En regard de ces tragédies somptueuses, bien pauvres et incolores apparaissent en ce temps-là les annales de la partie septentrionale du nouveau monde. Les diverses tribus « peaux-rouges » s’en partageaient l’immensité. Au moment où, par une fantaisie du sort, le nouveau monde lui-même allait recevoir la dénomination d’Amérique du nom d’un homme qui ne l’avait point découvert, ces tribus s’en voyaient définitivement attribuer une qui consacrait l’erreur de Colomb croyant avoir abordé aux Indes orientales. Ce terme d’Indiens s’est imposé par un long usage ; il n’est permis de s’en servir qu’après en avoir signalé l’absurdité. Plutôt que de classer les Indiens de l’Amérique du nord d’après leurs dialectes, en groupes discutables, mieux vaut les diviser selon le rôle qui allait leur être dévolu en face de la colonisation blanche. On distingue alors : les Pueblos répandus principalement dans l’Arizona et les États voisins et qui s’effritèrent rapidement au contact de l’étranger — les Indiens de Floride, Seminoles, Cherokees, Choctaws, Cricqs[1]… qui occupaient la région s’étendant du golfe du Mexique au Tennessee et alternaient volontiers la vie nomade et la vie sédentaire — les Dakotas qui demeurèrent jusqu’au bout cruels et intraitables — enfin les Indiens de l’est, deux cent mille environ, formés en deux confédérations rivales, celle des Algonquins et celle des Iroquois. De 1500 à 1600 la puissance des Algonquins fut considérable : les Iroquois étaient comme encerclés par eux. Puis leur astre décrut. Les deux groupes devenus à peu près d’égale force allaient trouver dans le duel anglo-français des xviime et xviiime siècles l’occasion de s’affronter pour le plus grand dommage de leurs intérêts communs.
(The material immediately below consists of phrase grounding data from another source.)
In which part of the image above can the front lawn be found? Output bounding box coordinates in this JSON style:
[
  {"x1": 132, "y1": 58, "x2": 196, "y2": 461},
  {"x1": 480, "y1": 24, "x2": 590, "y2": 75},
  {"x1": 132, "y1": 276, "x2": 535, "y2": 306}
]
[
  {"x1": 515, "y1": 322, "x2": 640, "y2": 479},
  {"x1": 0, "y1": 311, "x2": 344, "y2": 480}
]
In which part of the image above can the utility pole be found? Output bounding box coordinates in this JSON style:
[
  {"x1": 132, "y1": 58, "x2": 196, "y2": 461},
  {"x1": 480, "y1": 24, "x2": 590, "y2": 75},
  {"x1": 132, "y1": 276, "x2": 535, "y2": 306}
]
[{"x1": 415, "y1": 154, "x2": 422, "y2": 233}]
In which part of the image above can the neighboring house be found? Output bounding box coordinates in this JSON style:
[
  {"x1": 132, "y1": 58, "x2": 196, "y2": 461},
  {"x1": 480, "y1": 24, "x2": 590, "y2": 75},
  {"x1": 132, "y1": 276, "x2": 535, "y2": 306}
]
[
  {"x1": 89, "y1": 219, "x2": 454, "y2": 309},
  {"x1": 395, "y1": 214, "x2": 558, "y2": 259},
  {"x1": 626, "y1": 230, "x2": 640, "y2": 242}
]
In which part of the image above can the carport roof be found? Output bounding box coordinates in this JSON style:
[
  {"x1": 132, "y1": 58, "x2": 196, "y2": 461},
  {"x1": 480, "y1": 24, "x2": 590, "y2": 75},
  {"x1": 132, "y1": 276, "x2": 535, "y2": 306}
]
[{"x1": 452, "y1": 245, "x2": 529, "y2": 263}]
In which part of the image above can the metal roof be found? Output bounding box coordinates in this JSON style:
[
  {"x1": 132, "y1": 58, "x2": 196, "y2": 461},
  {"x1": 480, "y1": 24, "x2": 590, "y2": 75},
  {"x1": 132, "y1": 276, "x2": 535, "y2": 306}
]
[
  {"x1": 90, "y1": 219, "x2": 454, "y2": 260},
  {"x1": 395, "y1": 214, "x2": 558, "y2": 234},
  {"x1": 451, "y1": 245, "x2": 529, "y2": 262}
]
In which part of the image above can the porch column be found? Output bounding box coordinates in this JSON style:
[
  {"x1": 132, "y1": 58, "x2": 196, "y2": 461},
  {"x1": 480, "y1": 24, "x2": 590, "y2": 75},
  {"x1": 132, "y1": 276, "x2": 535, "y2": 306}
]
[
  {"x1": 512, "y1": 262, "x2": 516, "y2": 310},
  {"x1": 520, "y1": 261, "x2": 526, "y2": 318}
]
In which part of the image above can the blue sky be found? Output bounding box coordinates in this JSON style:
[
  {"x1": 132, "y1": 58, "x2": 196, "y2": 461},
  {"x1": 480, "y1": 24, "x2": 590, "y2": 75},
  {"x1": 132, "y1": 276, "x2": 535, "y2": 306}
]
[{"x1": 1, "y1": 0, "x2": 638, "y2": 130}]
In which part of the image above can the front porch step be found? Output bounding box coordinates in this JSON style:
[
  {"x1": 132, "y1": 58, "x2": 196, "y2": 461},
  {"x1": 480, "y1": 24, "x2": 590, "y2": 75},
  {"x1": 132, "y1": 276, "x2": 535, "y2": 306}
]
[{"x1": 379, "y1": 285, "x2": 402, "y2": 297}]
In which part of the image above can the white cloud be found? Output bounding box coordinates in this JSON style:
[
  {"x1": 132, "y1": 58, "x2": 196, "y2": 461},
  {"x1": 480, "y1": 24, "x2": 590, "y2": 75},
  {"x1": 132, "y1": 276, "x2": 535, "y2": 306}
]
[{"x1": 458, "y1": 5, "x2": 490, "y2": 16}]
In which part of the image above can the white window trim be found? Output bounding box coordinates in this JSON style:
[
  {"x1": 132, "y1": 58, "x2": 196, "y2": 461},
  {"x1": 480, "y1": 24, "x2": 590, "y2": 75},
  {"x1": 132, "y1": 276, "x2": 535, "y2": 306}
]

Au début du xviime siècle, le « péril blanc » n’était encore de nature à alarmer personne. Les Espagnols avaient fondé en Floride de modestes établissements. Des huguenots français inspirés par l’amiral de Coligny avaient de 1562 à 1565, tenté de s’installer au nord de la Floride, baptisant leur colonie naissante Caroline en l’honneur du roi Charles ix. Mais les Espagnols

  1. Leur destin fut différent. C’est ainsi que la résistance armée des Seminoles se prolongea jusqu’en 1840. Ils n’étaient plus que quelques milliers. Les Cherokees au contraire se civilisèrent. À la fin du xixme siècle, il en restait environ vingt-trois mille dont les trois quarts parlaient l’anglais et plus de la moitié savaient lire. Ils possédaient une soixantaine d’églises et soixante-quinze écoles.